Lampung Selatan, mata4.com – Menanggapi pemberitaan di salah satu media daring terkait protes penggunaan tema tuping dalam Festival Krakatau, tokoh adat dari Lampung Selatan, Doni Afandi, S.E., dengan gelar adat Kakhiya Pukhba Makuta, memberikan klarifikasi bahwa tuping (topeng adat) merupakan warisan budaya kolektif masyarakat adat Lampung, bukan milik eksklusif keluarga atau keturunan tertentu.
Pernyataan ini disampaikan merespons artikel bertajuk “Keluarga Ahli Waris Radin Inten II Protes Tema Tuping di Festival Krakatau: Pemprov Lampung Tidak Dilibatkan, Nilai Budaya Diabaikan” yang dimuat TintaRakyat.com. Dalam klarifikasinya, Doni menegaskan bahwa tuping telah menjadi bagian dari identitas budaya Lampung sejak jauh sebelum masa kolonial, bahkan sebelum lahirnya tokoh perjuangan Radin Inten II.
“Budaya seperti tuping adalah hasil dari kearifan kolektif yang diwariskan turun-temurun oleh leluhur masyarakat adat, baik dari wilayah Saibatin maupun Pepadun.

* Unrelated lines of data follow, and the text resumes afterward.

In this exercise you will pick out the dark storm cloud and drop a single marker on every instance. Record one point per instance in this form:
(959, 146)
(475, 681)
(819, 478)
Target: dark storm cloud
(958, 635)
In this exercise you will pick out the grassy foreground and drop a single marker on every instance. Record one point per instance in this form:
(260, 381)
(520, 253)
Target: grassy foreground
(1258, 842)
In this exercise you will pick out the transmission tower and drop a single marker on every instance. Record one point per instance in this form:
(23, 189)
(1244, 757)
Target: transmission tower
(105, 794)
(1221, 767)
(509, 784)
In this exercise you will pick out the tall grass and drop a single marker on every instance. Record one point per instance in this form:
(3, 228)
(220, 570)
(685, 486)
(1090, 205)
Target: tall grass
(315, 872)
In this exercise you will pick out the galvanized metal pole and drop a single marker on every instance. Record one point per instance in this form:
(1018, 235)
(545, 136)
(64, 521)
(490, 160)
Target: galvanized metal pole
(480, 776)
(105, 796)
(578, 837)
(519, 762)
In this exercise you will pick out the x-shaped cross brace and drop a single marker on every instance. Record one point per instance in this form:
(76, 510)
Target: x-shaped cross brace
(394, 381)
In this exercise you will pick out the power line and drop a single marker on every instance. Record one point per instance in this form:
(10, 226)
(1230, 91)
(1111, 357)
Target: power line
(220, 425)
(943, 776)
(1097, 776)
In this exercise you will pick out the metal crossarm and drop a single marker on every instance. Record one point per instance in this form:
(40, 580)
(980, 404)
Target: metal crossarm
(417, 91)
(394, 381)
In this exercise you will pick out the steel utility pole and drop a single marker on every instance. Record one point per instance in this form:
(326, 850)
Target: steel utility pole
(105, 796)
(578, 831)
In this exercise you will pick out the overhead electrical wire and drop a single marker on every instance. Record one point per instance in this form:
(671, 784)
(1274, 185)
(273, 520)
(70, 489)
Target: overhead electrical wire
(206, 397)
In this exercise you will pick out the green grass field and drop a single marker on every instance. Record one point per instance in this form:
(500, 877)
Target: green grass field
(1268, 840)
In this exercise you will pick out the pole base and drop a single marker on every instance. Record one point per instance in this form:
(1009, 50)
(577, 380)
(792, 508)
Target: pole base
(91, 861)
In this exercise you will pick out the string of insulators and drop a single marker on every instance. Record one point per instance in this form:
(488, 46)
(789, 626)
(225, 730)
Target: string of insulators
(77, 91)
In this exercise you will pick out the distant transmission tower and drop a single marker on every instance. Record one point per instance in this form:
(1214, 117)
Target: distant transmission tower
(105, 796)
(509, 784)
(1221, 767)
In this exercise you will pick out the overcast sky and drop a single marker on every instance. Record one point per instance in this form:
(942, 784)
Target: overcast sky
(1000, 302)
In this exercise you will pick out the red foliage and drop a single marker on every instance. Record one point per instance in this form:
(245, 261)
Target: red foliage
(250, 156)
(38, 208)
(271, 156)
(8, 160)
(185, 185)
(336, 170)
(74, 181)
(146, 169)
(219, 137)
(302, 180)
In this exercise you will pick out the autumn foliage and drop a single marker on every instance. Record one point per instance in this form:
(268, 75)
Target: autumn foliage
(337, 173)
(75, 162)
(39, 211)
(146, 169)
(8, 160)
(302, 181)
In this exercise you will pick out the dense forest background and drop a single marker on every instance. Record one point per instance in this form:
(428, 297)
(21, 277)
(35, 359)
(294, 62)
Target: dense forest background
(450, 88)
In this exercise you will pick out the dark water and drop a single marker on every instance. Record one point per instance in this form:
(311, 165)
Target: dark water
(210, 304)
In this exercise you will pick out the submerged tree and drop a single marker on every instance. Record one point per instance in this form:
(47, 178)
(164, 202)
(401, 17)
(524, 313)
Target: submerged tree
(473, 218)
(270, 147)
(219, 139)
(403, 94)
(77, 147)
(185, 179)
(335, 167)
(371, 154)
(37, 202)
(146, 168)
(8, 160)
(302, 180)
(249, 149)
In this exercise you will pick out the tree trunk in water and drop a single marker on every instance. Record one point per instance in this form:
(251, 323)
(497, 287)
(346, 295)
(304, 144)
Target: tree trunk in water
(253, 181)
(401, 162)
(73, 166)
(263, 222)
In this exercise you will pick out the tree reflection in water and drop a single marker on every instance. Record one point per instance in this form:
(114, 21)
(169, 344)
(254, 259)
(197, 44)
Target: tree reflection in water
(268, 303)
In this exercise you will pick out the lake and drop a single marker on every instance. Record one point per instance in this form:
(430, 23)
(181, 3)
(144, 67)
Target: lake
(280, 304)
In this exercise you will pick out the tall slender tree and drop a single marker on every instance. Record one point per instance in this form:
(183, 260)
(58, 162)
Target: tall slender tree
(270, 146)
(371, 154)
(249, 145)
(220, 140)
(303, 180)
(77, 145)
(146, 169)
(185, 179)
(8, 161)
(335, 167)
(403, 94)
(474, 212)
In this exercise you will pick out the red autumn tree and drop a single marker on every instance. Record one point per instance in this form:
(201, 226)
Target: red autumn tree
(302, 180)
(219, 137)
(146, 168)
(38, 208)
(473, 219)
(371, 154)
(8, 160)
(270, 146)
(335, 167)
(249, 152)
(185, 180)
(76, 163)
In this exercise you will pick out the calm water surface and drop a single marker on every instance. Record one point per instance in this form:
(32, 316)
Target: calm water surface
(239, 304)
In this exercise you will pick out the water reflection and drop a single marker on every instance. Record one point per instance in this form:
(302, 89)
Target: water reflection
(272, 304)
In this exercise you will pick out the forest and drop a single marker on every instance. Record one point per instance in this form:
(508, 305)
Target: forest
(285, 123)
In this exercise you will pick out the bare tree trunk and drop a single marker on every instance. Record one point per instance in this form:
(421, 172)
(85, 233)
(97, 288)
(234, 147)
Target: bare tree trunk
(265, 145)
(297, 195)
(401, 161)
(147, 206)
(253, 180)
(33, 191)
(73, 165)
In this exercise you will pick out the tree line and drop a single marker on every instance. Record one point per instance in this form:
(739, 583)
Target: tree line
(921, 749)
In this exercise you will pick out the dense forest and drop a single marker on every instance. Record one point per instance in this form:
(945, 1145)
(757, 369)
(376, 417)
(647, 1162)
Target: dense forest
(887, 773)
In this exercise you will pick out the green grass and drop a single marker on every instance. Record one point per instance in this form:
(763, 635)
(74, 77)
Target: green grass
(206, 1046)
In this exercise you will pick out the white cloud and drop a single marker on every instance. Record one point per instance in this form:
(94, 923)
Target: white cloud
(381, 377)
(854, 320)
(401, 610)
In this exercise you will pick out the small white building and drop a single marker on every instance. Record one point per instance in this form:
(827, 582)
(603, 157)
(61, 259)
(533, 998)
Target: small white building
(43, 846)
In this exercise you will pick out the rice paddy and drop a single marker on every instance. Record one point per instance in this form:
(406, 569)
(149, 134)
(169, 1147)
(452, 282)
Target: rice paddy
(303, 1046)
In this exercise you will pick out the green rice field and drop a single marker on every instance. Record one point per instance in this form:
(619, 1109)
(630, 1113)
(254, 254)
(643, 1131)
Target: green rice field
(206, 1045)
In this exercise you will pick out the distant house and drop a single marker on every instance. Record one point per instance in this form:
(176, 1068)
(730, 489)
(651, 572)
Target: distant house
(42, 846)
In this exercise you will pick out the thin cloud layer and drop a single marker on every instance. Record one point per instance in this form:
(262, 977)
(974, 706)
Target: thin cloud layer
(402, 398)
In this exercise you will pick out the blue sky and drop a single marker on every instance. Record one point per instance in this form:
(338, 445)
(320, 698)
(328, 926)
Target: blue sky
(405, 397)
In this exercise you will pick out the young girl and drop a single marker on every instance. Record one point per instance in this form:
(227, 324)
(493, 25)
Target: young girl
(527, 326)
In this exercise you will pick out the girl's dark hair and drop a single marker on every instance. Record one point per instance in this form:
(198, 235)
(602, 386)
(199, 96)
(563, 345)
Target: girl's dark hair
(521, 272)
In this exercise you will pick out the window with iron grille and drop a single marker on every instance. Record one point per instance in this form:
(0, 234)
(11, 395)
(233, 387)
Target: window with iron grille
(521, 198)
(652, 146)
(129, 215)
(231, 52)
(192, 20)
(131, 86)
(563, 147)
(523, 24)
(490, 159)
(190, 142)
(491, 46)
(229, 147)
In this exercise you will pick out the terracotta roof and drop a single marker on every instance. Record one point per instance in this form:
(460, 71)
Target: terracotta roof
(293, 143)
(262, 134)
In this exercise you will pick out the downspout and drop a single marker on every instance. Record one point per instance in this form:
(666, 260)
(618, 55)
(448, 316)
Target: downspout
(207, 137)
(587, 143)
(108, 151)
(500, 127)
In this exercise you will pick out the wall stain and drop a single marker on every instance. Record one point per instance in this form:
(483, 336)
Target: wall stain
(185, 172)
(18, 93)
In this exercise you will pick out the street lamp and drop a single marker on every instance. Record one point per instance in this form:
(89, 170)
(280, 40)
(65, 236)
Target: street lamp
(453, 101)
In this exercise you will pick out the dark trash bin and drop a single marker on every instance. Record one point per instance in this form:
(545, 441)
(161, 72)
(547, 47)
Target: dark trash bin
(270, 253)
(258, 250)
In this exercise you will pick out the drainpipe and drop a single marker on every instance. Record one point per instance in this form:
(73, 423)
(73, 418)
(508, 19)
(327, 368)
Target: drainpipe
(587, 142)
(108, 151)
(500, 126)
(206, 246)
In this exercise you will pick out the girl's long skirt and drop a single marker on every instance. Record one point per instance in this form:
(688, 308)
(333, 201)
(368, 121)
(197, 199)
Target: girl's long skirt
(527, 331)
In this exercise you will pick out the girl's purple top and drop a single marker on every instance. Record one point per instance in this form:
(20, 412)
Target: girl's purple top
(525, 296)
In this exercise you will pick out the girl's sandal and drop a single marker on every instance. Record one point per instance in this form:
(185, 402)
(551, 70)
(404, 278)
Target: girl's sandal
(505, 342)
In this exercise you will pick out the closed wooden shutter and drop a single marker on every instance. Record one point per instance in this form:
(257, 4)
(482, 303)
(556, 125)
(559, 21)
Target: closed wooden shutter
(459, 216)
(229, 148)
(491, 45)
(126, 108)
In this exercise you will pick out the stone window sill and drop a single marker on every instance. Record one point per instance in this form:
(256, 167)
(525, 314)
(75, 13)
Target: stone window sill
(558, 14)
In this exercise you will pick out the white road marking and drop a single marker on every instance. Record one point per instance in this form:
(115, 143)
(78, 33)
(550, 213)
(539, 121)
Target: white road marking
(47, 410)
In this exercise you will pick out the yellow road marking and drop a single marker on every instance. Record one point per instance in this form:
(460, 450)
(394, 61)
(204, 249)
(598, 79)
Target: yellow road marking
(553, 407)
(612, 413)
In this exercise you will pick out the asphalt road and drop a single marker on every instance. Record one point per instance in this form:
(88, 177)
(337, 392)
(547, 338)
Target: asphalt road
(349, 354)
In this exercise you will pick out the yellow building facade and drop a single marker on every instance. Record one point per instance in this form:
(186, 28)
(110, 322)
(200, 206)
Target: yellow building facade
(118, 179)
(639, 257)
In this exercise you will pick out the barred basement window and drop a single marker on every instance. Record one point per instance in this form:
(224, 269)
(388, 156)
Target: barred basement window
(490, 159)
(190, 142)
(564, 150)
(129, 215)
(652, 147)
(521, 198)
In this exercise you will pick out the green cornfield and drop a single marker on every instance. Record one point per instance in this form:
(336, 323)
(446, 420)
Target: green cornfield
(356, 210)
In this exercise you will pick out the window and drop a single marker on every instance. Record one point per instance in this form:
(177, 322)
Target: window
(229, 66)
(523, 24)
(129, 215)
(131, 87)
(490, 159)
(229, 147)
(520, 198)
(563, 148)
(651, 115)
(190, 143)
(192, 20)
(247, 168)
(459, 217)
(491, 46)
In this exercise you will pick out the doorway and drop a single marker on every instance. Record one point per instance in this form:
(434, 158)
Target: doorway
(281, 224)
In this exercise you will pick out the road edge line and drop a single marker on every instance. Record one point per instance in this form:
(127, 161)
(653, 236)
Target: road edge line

Menjadikannya sebagai milik privat atau keluarga tertentu adalah bentuk penyempitan nilai budaya,” ujar Doni, Minggu (6/7).
Akar Sejarah Tuping dalam Adat Lampung
Doni menjelaskan, tuping memiliki akar kuat dalam sistem adat Paksi Pak Sekala Brak, yang merupakan fondasi budaya dan struktur sosial tertua di Lampung. Empat kepaksian utama, yakni Kepaksian Bejalan Di Way, Belunguh, Nyerupa, dan Pernong, telah lama menggunakan simbol tuping—yang dikenal pula dengan nama sakura di Lampung Barat—dalam berbagai kegiatan adat, pertunjukan seni, dan ritual keagamaan.
“Tuping bukan hanya sekadar topeng, tapi simbol spiritual dan penghormatan terhadap leluhur serta nilai-nilai moral dalam masyarakat adat,” jelasnya.
Budaya tersebut, menurutnya, telah eksis sejak era pra-Islam dan terus berkembang mengikuti dinamika zaman, termasuk saat ajaran Islam mulai masuk ke wilayah Lampung pada abad ke-14 hingga 15.
Meluruskan Narasi Sejarah
Meski menghormati Radin Inten II sebagai pahlawan nasional, Doni menilai narasi yang menyandarkan simbol budaya seperti tuping hanya pada keturunan tokoh tersebut merupakan bentuk distorsi sejarah.
“Radin Inten II adalah sosok penting dalam perjuangan rakyat Lampung, tetapi bukan satu-satunya sumber dari simbol budaya kami. Budaya Lampung jauh lebih tua dari masa hidup beliau,” katanya.
Festival Sebagai Ruang Ekspresi Bersama
Terkait pelaksanaan Festival Krakatau, Doni justru mengapresiasi pemerintah provinsi Lampung dan panitia penyelenggara karena terus mengangkat kekayaan budaya daerah, termasuk tuping, agar lebih dikenal generasi muda.
Ia menilai protes yang menyebut “tidak dilibatkan” tidak seharusnya ditanggapi dengan narasi klaim eksklusif, melainkan dijadikan bahan evaluasi bersama demi kemajuan budaya secara kolektif.
“Budaya harus dikelola secara terbuka, bukan secara privat. Festival adalah ruang bagi semua anak adat untuk berekspresi dan merayakan identitas bersama,” tambahnya.
Menjaga Warisan Budaya dalam Persatuan
Sebagai bagian dari Keratuan Menangsi di Lampung Selatan, Doni menekankan pentingnya merawat budaya Lampung dengan semangat sehuyunan, setawitan, dan mak secadangan, yakni saling mendukung dan membesarkan satu sama lain dalam kebersamaan.
“Budaya Lampung besar bukan karena satu nama, tapi karena semua anak adat bersatu menjaga nilai dan sejarahnya,” tutupnya.
Klarifikasi ini sekaligus menjadi ajakan kepada seluruh masyarakat adat dan pemangku kepentingan di Lampung untuk tidak menjadikan budaya sebagai alat perebutan klaim, tetapi sebagai warisan luhur yang harus dirawat bersama demi generasi mendatang.